Let a circle C of radius 1 and closer to the origin be such that the lines passing through the point (3, 2) and parallel to the coordinate axes touch it. Then the shortest distance of the circle C from the point (5, 5) is :

• A. \(2\sqrt2\)
• B. 5
• C. \(4\sqrt2\)
• D. 4

Answer 1

The Correct Option is D

Coordinates of the centre will be: \[ (2, 1) \]

Equation of circle: \[ (x - 2)^2 + (y - 1)^2 = 1 \]

 

\[ QC = \sqrt{(5 - 2)^2 + (5 - 1)^2} = 5 \]

Shortest distance: \[ RQ = CQ - CR = 5 - 1 = 4 \]

Answer 2

Step 1: Understand the tangency condition
Lines through (3, 2) parallel to the coordinate axes are the vertical line x = 3 and the horizontal line y = 2. If a circle of radius 1 is tangent to each of these lines, then the center (h, k) must satisfy \[ \text{dist}((h,k),\ x=3)=|h-3|=1,\qquad \text{dist}((h,k),\ y=2)=|k-2|=1. \] Hence \[ h\in\{2,4\},\qquad k\in\{1,3\}. \] So the possible centers are \[ (2,1),\ (2,3),\ (4,1),\ (4,3). \]

Step 2: Choose the circle closer to the origin
Compute squared distances to the origin to compare quickly: \[ (2,1):\ 2^2+1^2=5,\quad (2,3):\ 2^2+3^2=13,\quad (4,1):\ 4^2+1^2=17,\quad (4,3):\ 4^2+3^2=25. \] The smallest is 5, achieved at center (2, 1). Thus, the required circle C has center (2, 1) and radius r = 1.

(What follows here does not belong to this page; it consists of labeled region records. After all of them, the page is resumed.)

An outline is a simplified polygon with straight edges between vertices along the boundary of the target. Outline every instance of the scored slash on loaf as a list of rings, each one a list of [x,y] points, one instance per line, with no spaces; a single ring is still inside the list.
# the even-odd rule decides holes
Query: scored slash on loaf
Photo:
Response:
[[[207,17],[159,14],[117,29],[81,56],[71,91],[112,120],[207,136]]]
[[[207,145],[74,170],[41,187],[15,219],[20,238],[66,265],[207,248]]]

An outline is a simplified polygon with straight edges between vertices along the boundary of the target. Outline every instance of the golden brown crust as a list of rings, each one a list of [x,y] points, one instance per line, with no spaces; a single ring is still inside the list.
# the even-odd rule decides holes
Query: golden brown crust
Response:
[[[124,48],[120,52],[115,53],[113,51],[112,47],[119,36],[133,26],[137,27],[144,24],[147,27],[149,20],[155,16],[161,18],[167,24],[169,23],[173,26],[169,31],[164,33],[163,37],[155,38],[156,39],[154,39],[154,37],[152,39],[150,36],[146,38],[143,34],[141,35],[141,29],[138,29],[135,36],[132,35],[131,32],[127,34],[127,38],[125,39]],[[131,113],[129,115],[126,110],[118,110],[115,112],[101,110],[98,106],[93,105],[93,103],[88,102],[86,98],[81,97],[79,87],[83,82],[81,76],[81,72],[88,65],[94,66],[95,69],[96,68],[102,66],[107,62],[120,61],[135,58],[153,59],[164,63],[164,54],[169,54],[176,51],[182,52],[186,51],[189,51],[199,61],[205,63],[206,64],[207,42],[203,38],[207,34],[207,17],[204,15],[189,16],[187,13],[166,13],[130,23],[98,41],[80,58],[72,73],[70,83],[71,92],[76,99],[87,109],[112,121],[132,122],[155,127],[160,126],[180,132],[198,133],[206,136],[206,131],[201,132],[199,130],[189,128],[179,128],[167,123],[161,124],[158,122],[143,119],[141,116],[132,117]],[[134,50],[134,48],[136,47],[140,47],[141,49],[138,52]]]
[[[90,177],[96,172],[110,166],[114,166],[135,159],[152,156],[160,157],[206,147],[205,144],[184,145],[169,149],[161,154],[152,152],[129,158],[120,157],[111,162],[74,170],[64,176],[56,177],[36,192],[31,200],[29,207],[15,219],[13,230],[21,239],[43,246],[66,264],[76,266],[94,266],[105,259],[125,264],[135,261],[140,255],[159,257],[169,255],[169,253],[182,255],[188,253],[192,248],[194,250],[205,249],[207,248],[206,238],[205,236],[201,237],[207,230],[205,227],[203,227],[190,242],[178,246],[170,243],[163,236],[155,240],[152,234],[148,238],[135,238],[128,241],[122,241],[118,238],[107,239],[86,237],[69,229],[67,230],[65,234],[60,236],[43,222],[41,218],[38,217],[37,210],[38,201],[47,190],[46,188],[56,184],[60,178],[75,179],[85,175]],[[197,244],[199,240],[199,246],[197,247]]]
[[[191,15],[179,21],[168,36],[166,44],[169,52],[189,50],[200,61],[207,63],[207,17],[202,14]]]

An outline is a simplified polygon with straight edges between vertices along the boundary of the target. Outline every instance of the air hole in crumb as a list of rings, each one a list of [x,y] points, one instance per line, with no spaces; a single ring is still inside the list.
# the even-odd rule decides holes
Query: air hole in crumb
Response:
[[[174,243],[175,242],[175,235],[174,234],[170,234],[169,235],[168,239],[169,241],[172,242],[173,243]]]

Step 3: Shortest distance from the point (5, 5) to the circle
For a point P and a circle with center O and radius r, the shortest distance from P to the circle is \[ \max\{\,0,\ \overline{OP}-r\,\}=\overline{OP}-r\quad\text{if } \overline{OP}\ge r. \] Here, \(O=(2,1)\), \(P=(5,5)\), so \[ \overline{OP}=\sqrt{(5-2)^2+(5-1)^2}=\sqrt{3^2+4^2}=\sqrt{25}=5. \] Therefore, \[ \text{shortest distance}=5-1=4. \]

Final answer

4